# New DB35 Drive Is Loud - Owners Please Respond



## mandms7 (Mar 11, 2006)

I just finished replacing my Seagate 7200.10 Barracuda with a Seagate 500GB DB35 drive on my Series 2 TiVo. The main reason I wanted to replace the Barracuda drive was because of it's loud read/write seeks. So I couldn't believe my ears when I powered on my TiVo with the new DB35 drive and the read/write seeks were as loud if not slightly louder than the Barracuda! I can easily hear the read/writes from across the room, and I am now pretty upset with it. Seagate describes these drives as having "near-silent operation", and mine is not even remotely close to that. I know a lot of people have these drives and seem to be pretty happy with them, so I'm really confused by how loud mine is. 

For those people who have DB35 drives, how loud are your read/write seeks? Can you hear yours from across the room? How close do you have to be to yours before you start to hear the read/write seeks?


----------



## dwit (May 5, 2004)

Would definitely exchange to see if another is similar.


----------



## mandms7 (Mar 11, 2006)

I'd really appreciate some assistance from some DB35 owners. I need to know if the level of loudness is a normal characteristic of this drive, or if somehow mine doesn't have the acoustic management configured properly or is defective.


----------



## Bruzer (Jul 8, 2005)

I replaced the 120GB Maxtor HD in my Toshiba RS-TX20 with a 750GB Seagate DB35. The unit is located in our bedroom, pretty much at the foot of our bed. I wouldn't say it's absolutely quiet, but it's quiet enough that I really don't notice it with the TV off.

You may try contacting Seagate customer service and see what they have to say. If they're not helpful, I would try to exchange it for another one.

Good luck!


----------



## jerobi (Sep 28, 2000)

Yeah, my DB35 drives are signifigantly _quieter_ than the regular drives that they replaced. Not totally quiet, but nothing I notice on a regular basis. The old drives used to really churn away.

It sounds like you got a bad one.


----------



## ilh (Dec 21, 2007)

The 160GB DB35 that was in the Verizon HD DVR I had for a month had very noticeable seek noise. It was definitely louder than the WD1600AAVBS that came stock in my TiVo HD and the WD10EACS that replaced it.

I haven't had good luck with Seagate and seek noise over the years.


----------



## ronsch (Sep 7, 2001)

I have DB35s in two of my three TiVos sitting one on top of the other and don't notice any excessive noise. Then again, I have only really ever noticed a lot of noise during indexing or garbage collection from any brand of drive and I've used Maxtor, WD, and regular Seagates along with the DB35s.


----------



## mandms7 (Mar 11, 2006)

Well it sounds like I should have stuck with a Hitachi or WD that has acoustic management capabilities. I was under the impression that the DB35 were near silent, but based on most responses, it doesn't sound like this is the case.


----------



## tivoupgrade (Sep 27, 2000)

mandms7 said:


> Well it sounds like I should have stuck with a Hitachi or WD that has acoustic management capabilities. I was under the impression that the DB35 were near silent, but based on most responses, it doesn't sound like this is the case.

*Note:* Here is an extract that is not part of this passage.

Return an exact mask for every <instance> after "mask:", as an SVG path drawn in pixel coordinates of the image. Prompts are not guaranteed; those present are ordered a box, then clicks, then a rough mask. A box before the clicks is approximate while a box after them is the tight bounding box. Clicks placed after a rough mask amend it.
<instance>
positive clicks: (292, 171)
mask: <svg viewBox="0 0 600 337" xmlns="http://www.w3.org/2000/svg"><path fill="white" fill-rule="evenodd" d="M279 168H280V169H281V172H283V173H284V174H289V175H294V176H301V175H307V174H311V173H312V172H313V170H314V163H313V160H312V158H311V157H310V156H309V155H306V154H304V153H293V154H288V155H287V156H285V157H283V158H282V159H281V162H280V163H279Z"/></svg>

It really doesn't sound like your DB35 is performing as it should. We use both DB35 drives and Hitachi Deskstar and CinemaStar drives. When the Deskstars are properly tuned, they are very difficult to hear once installed in the TiVo, and the same is true for the DB35. If you can hear it from more than a few inches away from your TiVo then something is not right.

Lou


----------



## IronHide (Apr 12, 2008)

I recently installed a 250GB Seagate DB35 in my Series 2 Tivo and have found it to be pretty quiet overall. Seek noise is slightly higher than the OEM drive it replaced (QuickView) but not objectionable by any means.

With the door of my entertainment center closed, I cannot hear the drive at all. With the door open and no other noise in the room, it is only slightly noticable.


----------



## donnoh (Mar 7, 2008)

I just finished upgrading my series 2 dt with a new 500 gig seagate db35 drive and couldn't believe how loud it was. I've driven by rock quarries that make less noise than this pos.
I have a WD 500 gig on my series 3 and you can't hear it unless you stick your ear up to the thing.
Live and learn.


----------



## ChevyS10 (Mar 14, 2006)

Put a 320gb DB35 in my bedroom 540 series 2 and read/write is definately louder than the stock drive in the Humax T800 that used to be there. Not necessarily bothersome, but louder. I too thought the DB35 would be a "silent" drive.

It also has a slight hum because of the increased speed 7200 vs. 5400 rpm. Need to play with the mounts to get rid of it.

Anyone ever call Seagate on the issue?


----------



## mandms7 (Mar 11, 2006)

Thinking that maybe my DB35 was defective, I RMA'd it to Seagate and got a replacement drive. Unfortunately, it is just as loud. Seek noises are sharp and loud, noticeably louder than the Seagate Barracuda drive currently in the TiVo. I have two Hitachi drives I use in my NAS, and with Acoustic Management enabled, they are considerably quieter.

ChevyS10 - I did call Seagate regarding this, and they were utterly useless. They kept having me go through normal drive troubleshooting. They simply didn't understand what the issue was.


----------



## ChevyS10 (Mar 14, 2006)

Thanks for the info mandms7. Will probably go with a different brand next upgrade...


----------